The last day of our ride is colder still. "Better put your rain gear on," says Greg as we saddle up at the grassy meadow where we've spent the night. It's dry at first but as we begin the long climb alongside the cascading creek that will take us to Elk Pass a fine, soaking rain is falling. By the time we reach the pass it has turned to snow and we shiver over lunch.
We are all transformed by this. Something happens to you when you spend six days outdoors and don't complain too much. Freed from the essential decisions - what to cook, where to camp, when to stop - a kind of serenity descends.
We are also free from the nagging bleat of urban life - mobile phones, newspapers, television, telephones, radio, email and traffic. Stress levels sink as the mountains rise around us. Whether we have fresh socks for the morning becomes the limit of our anxieties. The physical effects are miraculous.
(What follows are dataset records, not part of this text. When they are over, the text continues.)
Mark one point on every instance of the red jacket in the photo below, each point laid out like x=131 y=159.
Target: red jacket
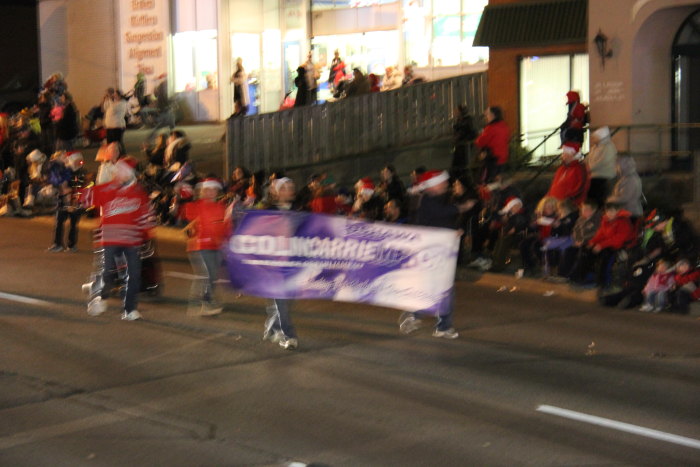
x=614 y=233
x=127 y=217
x=210 y=227
x=570 y=182
x=690 y=277
x=496 y=138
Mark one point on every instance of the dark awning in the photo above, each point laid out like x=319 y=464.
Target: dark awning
x=533 y=24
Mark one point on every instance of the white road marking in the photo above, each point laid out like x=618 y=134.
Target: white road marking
x=190 y=277
x=621 y=426
x=23 y=299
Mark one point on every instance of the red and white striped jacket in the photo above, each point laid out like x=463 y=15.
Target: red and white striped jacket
x=126 y=214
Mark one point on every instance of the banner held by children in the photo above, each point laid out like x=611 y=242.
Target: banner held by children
x=294 y=255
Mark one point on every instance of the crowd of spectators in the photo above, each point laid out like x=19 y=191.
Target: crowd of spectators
x=590 y=229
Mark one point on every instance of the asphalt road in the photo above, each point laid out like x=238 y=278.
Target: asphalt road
x=207 y=152
x=532 y=380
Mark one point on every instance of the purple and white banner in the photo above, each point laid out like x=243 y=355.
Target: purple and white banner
x=281 y=254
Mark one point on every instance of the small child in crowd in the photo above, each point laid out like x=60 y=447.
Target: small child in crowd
x=657 y=288
x=206 y=231
x=686 y=286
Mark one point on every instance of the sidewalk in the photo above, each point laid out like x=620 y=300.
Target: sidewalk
x=503 y=282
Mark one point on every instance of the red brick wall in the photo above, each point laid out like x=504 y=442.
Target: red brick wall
x=503 y=74
x=504 y=69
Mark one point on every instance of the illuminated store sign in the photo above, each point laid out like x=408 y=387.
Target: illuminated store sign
x=144 y=29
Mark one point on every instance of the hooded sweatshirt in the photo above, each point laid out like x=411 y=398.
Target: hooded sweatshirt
x=614 y=233
x=628 y=189
x=603 y=156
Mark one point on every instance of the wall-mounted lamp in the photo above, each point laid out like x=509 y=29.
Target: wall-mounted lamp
x=601 y=43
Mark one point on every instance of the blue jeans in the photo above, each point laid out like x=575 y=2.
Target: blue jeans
x=444 y=321
x=205 y=265
x=656 y=299
x=61 y=216
x=279 y=317
x=133 y=273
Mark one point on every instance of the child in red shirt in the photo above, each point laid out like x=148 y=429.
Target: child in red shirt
x=657 y=288
x=207 y=228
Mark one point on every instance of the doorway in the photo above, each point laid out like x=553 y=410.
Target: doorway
x=686 y=95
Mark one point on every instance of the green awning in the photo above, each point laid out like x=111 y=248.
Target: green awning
x=533 y=24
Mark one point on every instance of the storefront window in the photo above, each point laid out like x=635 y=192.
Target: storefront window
x=195 y=59
x=470 y=54
x=443 y=30
x=371 y=52
x=333 y=4
x=446 y=40
x=446 y=7
x=544 y=82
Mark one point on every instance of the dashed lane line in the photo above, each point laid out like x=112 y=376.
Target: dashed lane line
x=23 y=299
x=620 y=426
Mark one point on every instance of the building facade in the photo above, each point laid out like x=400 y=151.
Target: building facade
x=635 y=62
x=101 y=43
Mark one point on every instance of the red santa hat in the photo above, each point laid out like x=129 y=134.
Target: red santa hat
x=572 y=96
x=74 y=159
x=572 y=148
x=365 y=186
x=432 y=178
x=511 y=202
x=210 y=182
x=36 y=156
x=127 y=166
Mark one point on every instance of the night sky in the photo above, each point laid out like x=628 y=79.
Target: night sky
x=19 y=42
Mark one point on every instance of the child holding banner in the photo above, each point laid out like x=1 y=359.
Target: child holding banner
x=436 y=210
x=206 y=230
x=278 y=326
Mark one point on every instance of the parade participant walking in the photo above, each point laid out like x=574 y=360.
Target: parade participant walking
x=206 y=230
x=114 y=106
x=436 y=210
x=241 y=95
x=69 y=172
x=126 y=221
x=493 y=143
x=278 y=326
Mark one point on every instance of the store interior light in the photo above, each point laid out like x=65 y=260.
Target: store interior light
x=601 y=43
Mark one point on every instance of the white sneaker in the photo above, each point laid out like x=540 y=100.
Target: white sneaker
x=288 y=343
x=273 y=335
x=409 y=324
x=485 y=265
x=446 y=334
x=133 y=315
x=97 y=306
x=209 y=310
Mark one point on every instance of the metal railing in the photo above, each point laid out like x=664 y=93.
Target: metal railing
x=658 y=149
x=322 y=133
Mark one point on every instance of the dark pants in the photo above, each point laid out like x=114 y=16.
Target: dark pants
x=598 y=190
x=567 y=259
x=460 y=159
x=61 y=216
x=681 y=300
x=490 y=169
x=502 y=250
x=279 y=318
x=116 y=135
x=531 y=252
x=133 y=271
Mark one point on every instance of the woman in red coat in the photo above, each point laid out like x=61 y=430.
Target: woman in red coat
x=493 y=143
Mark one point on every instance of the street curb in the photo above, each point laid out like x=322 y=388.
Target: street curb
x=487 y=279
x=503 y=282
x=509 y=283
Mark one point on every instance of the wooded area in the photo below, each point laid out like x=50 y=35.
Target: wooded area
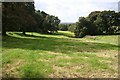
x=23 y=17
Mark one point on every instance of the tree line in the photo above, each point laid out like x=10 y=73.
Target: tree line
x=96 y=23
x=23 y=17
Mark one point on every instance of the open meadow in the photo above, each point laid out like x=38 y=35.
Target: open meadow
x=59 y=55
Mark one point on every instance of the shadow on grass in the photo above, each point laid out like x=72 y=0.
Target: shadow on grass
x=54 y=44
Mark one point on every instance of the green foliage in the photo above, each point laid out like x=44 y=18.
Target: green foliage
x=72 y=27
x=63 y=27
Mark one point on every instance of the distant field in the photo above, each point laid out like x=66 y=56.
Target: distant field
x=59 y=55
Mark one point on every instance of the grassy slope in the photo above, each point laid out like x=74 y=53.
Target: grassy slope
x=59 y=55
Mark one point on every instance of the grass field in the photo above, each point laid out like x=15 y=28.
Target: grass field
x=59 y=56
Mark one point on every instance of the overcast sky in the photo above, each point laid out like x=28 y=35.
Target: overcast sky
x=71 y=10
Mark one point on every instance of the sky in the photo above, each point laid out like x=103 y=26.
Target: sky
x=71 y=10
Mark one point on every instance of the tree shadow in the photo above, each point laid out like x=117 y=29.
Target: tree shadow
x=54 y=44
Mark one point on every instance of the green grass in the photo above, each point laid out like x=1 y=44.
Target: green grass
x=59 y=55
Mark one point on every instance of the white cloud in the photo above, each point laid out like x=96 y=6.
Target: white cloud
x=71 y=10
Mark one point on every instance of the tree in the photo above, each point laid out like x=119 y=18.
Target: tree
x=18 y=16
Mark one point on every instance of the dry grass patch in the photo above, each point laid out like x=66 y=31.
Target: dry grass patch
x=11 y=70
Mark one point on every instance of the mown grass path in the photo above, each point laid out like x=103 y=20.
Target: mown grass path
x=59 y=55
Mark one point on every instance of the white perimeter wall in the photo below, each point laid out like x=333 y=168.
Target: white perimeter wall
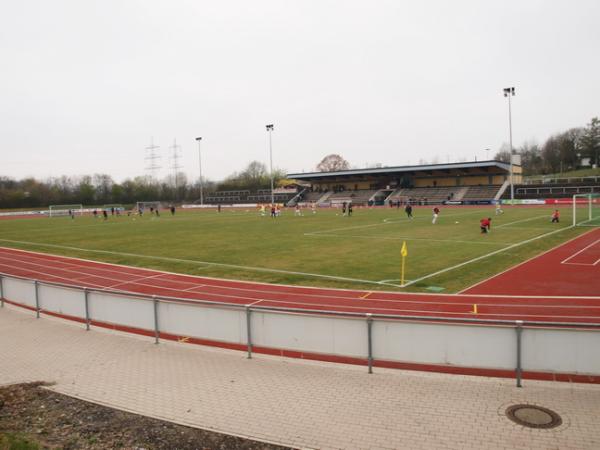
x=493 y=347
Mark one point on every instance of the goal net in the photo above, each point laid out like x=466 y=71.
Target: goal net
x=113 y=206
x=64 y=210
x=145 y=206
x=586 y=210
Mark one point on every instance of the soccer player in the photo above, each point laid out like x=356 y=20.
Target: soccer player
x=485 y=225
x=436 y=213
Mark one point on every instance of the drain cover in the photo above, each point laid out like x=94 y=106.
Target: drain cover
x=533 y=416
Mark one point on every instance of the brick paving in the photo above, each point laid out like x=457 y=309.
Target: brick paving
x=297 y=403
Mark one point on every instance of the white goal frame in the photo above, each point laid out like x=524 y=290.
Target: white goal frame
x=63 y=210
x=593 y=199
x=147 y=205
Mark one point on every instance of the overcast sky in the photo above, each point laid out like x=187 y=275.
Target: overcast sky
x=84 y=85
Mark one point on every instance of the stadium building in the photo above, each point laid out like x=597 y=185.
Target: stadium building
x=456 y=183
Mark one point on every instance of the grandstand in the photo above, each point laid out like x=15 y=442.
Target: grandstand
x=469 y=182
x=245 y=196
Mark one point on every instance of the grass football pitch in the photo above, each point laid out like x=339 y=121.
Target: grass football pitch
x=322 y=249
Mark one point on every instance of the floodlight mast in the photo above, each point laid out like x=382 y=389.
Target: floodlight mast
x=270 y=130
x=198 y=139
x=510 y=92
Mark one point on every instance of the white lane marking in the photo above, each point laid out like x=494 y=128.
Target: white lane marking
x=462 y=292
x=520 y=221
x=119 y=268
x=134 y=281
x=479 y=258
x=208 y=263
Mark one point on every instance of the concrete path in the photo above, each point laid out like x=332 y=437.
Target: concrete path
x=291 y=402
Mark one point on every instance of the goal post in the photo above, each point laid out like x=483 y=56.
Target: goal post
x=63 y=210
x=586 y=210
x=146 y=205
x=116 y=206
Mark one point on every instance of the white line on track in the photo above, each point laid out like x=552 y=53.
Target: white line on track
x=462 y=292
x=330 y=292
x=521 y=221
x=207 y=263
x=134 y=281
x=479 y=258
x=564 y=261
x=299 y=302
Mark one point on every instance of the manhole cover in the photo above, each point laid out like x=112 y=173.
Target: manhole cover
x=533 y=416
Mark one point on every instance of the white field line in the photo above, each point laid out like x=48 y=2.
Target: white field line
x=385 y=222
x=461 y=292
x=479 y=258
x=207 y=263
x=564 y=261
x=520 y=221
x=405 y=238
x=42 y=257
x=125 y=220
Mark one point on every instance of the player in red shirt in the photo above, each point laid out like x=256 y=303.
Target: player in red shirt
x=485 y=225
x=436 y=213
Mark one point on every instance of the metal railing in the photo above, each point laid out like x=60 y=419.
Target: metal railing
x=517 y=325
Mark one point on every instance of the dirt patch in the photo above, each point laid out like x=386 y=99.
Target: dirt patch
x=56 y=421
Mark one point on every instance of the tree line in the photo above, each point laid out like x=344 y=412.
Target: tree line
x=101 y=189
x=561 y=152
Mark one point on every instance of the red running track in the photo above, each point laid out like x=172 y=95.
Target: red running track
x=571 y=269
x=538 y=307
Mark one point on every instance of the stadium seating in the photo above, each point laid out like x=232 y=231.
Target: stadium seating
x=481 y=193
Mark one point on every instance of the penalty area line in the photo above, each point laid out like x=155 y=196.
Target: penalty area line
x=479 y=258
x=205 y=263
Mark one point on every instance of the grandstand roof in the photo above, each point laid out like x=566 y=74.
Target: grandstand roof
x=484 y=165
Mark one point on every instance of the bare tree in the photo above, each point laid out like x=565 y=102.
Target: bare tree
x=332 y=163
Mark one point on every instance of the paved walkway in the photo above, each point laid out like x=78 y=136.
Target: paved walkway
x=292 y=402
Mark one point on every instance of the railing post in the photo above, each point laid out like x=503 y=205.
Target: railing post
x=37 y=299
x=370 y=340
x=87 y=308
x=249 y=330
x=1 y=293
x=519 y=371
x=156 y=332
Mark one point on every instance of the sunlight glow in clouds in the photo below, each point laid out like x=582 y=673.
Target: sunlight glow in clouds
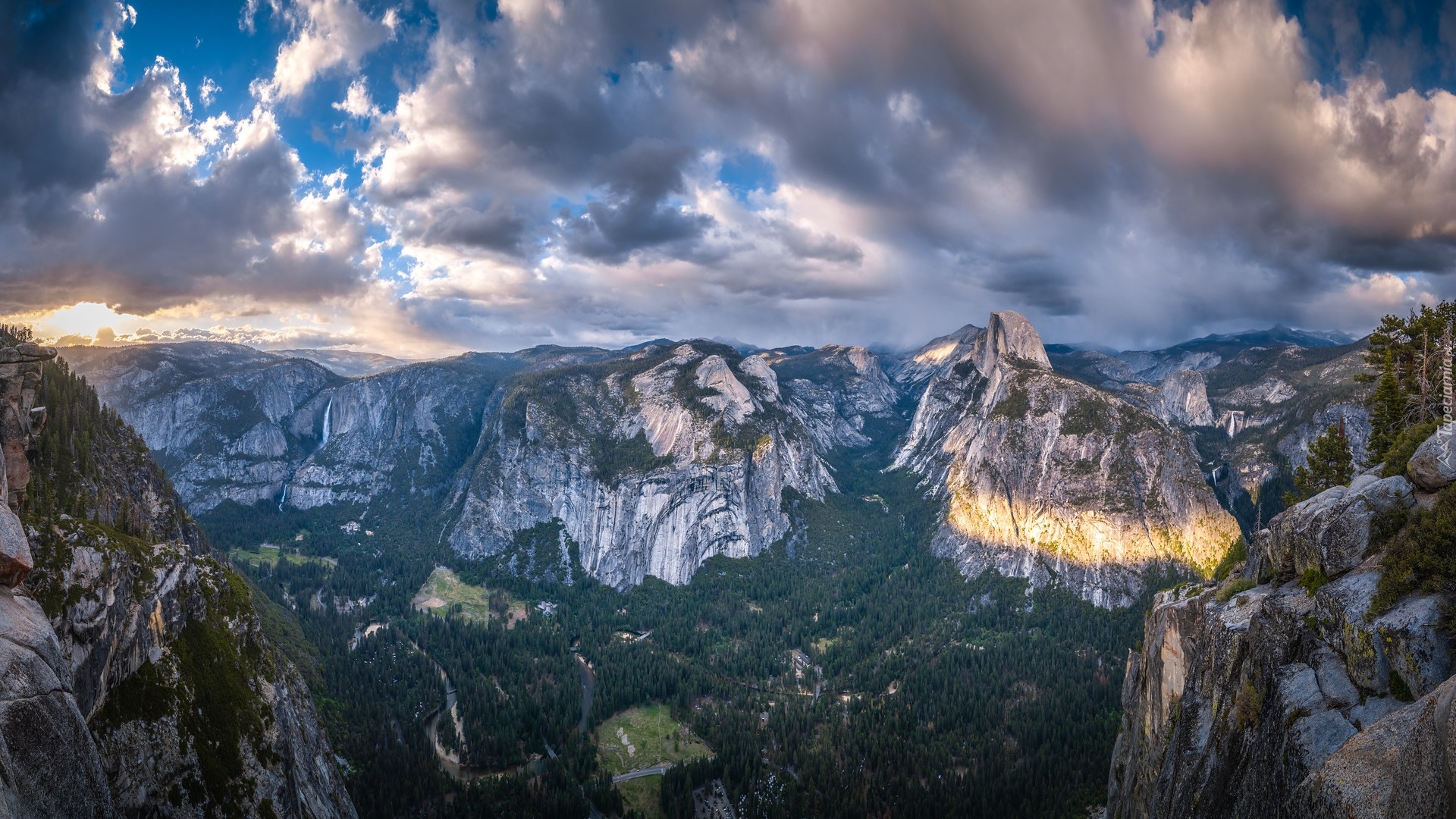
x=441 y=177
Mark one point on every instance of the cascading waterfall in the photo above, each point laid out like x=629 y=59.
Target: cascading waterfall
x=327 y=411
x=324 y=439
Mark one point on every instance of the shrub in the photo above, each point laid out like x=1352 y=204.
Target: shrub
x=1014 y=406
x=1234 y=588
x=1329 y=464
x=1248 y=704
x=1398 y=689
x=1383 y=526
x=1312 y=579
x=1404 y=447
x=613 y=457
x=1421 y=556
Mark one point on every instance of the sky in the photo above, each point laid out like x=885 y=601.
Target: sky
x=421 y=178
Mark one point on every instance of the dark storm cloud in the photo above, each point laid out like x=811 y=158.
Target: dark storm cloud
x=635 y=213
x=50 y=145
x=497 y=228
x=127 y=199
x=552 y=168
x=1038 y=283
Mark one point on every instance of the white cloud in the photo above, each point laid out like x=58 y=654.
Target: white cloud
x=357 y=101
x=207 y=93
x=327 y=36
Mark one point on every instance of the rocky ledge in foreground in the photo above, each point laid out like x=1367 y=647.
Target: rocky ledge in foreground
x=1301 y=686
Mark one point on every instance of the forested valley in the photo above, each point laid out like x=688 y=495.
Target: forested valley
x=843 y=672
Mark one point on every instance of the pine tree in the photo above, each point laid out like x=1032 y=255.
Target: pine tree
x=1386 y=411
x=1329 y=464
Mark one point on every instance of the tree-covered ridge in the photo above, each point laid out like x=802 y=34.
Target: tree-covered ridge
x=918 y=691
x=188 y=704
x=92 y=465
x=1413 y=359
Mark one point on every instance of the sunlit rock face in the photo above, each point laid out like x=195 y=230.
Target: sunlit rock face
x=1053 y=480
x=654 y=463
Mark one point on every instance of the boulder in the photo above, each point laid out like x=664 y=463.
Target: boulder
x=1331 y=531
x=1397 y=768
x=1340 y=610
x=1320 y=735
x=15 y=550
x=1334 y=679
x=1433 y=466
x=1414 y=640
x=49 y=761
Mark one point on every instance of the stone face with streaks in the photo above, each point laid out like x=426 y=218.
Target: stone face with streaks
x=1047 y=479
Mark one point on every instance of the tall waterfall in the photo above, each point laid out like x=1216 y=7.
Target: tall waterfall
x=327 y=411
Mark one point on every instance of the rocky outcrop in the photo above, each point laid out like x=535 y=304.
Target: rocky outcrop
x=835 y=391
x=654 y=461
x=169 y=659
x=937 y=357
x=140 y=676
x=49 y=760
x=1267 y=700
x=1433 y=466
x=1053 y=480
x=235 y=425
x=397 y=438
x=1331 y=531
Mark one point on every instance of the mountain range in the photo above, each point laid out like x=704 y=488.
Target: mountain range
x=1072 y=465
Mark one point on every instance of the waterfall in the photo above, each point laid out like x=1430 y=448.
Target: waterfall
x=327 y=411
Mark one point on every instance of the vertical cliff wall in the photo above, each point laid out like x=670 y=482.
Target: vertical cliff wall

Hips and backs that spend far too long hunched in chairs unkink; finger joints sore from pounding keyboards stop hurting. Appetites sharpen, legs wind back the years. Jokes become sillier. When I accidentally pour the washing-up water down a gopher hole instead of the dirty-water hole, we laugh fit to bust.
It's more than three hours from lunch until we get to the ski slopes above Banff, where a truck will meet us. We tie our horses among spruce trees and it's over. The driver who takes us back to town has the heater up full blast. "Figured you guys could use it," he says.
We collect our gear at the Trail Rider Store in Banff. It's a short walk back to Brewster's Mountain Lodge and I'm walking a little stiffly because my knees hurt and are reluctant to come together. I probably have a faraway gaze in my eyes, too, and to anyone who might look me over - riding cape swishing around my ankles, hat brim dripping, stained jeans, scuffed riding boots, in need of a shave, smelling of woodsmoke - yep, plain to see, there goes a cowboy.
Air Canada flies daily between Sydney and Vancouver, with frequent connections to Calgary. Fares Sydney-Calgary are priced from $1496. 1300 655 767, aircanada.com. The Brewster Airport Shuttle operates between Calgary and Banff.
One-way bus fare is $C51 ($53). (403) 762 6700, brewster.ca. Banff is about a one-hour drive from Calgary.
Brewster's Mountain Lodge, 208 Caribou Street, Banff, has rooms priced from $C179. (403) 762 2900, brewstermountainlodge.com.
Fox Hotel & Suites, 461 Banff Avenue, Banff, has rooms priced from $C169. (403) 760 8500, bestofbanff.com.
See + do
Holiday on Horseback hosts treks in the Rocky Mountains between late June and late September. The six-day Adventure Expedition is priced from $C1858 a person. Six-day lodge-based trips are priced from $C1406 a person. Other lodge-based horse adventures are available from two to five days. (403) 762 4551, horseback.com.
With the kids
Horse trekking is ideal for horse-loving families, although a lodge-based trip would probably be less demanding and more comfortable than the full wilderness camping experience. You can expect simple but atmospheric accommodation in Holiday on Horseback's two lodges, which offer modest but precious comforts such as a limited supply of hot water for washing. A sleeping bag is not required for lodge-based trips.
What to take
WHATEVER the weather throws your way, the right gear makes the difference between happiness and misery. A wide-brimmed hat is essential, preferably one that sheds water and has a chin strap. Riding boots are a must. You need several layers: a thermal underlayer, jeans, cotton or synthetic shirts and a waterproof top layer. A riding cape is best but a waterproof synthetic jacket and trousers are fine. A fleece or insulated windproof jacket is also required for evenings. Ditto for a small torch, mosquito repellent, sun block, water bottle and a small bum bag if you plan to carry a camera. Do not rely on the sleeping bags supplied by local outfitters. Mine was thin as gauze and I ended up bunking down under horse blankets. The gear you'll need can be bought at the Trail Rider Store in Banff, where Holiday on Horseback has its office and prices are reasonable.